Trends for the future

One of the potential reasons for such a surprise in the employment figures is that many analysts assumed that people would return to work just before or as extended unemployment benefits lapsed.

However, a cursory look at the data shows that the states which haven’t ended their unemployment schemes early, like California, saw no major change in their unemployment rate. On the other hand, the states that ended their benefits programs in June saw a surge of hiring in July.

Since half of the states still have extended unemployment programs until September, it’s possible that the October NFP could also have a large boost. Large states like California and New York have yet to lapse benefits.

Growing into the monetary policy

The July CPI data could be crucial in light of the improved employment figures. This is to see if it matches with the Fed’s underlying theory to support their monetary policy.

The general idea is that increased economic activity of the recovery won’t lead to higher inflation because it already happened in the first half of the year.

That said, inflation has been the major theme for most CEOs during earnings season. In fact, it’s now listed as a bigger challenge than covid for many businesses. Tyson Foods, for example, on Monday reported their inability to raise prices as fast as their costs.

So as we can see, at a certain point, inflation starts to become a headwind for the economy.

What we are looking for

Inflation data below last months’ reading would generally reassure the markets.

However, if it continues to rise, then investors would expect the Fed to step in sooner. In turn, this could hurt risk sentiment and send the dollar higher.

Economists expect headline CPI to show a significant decline on the monthly reading to 0.5% from 0.9% prior. On an annual basis, they predict that the drop will be more modest from June’s 5.3% to 5.4%. In fact, a substantial chunk of this is due to a drop in automotive prices.

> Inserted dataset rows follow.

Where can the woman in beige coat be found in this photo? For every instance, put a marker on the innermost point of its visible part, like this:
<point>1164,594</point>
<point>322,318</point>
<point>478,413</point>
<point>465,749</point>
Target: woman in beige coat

Moreover, analysts anticipate the core rate (which is key for Fed policy) to have a similar pattern.

Specifically, they expect monthly CPI ex food and energy to drop to 0.4% from 0.9%. But they foresee annualized growth to slip just slightly to 4.3% from 4.5% prior.

The general consensus is that these rates are still well above the target. But if expectations are met (or if it’s lower) then it would be in the ‘right direction’ for the Fed to hold off the taper until the end of the year.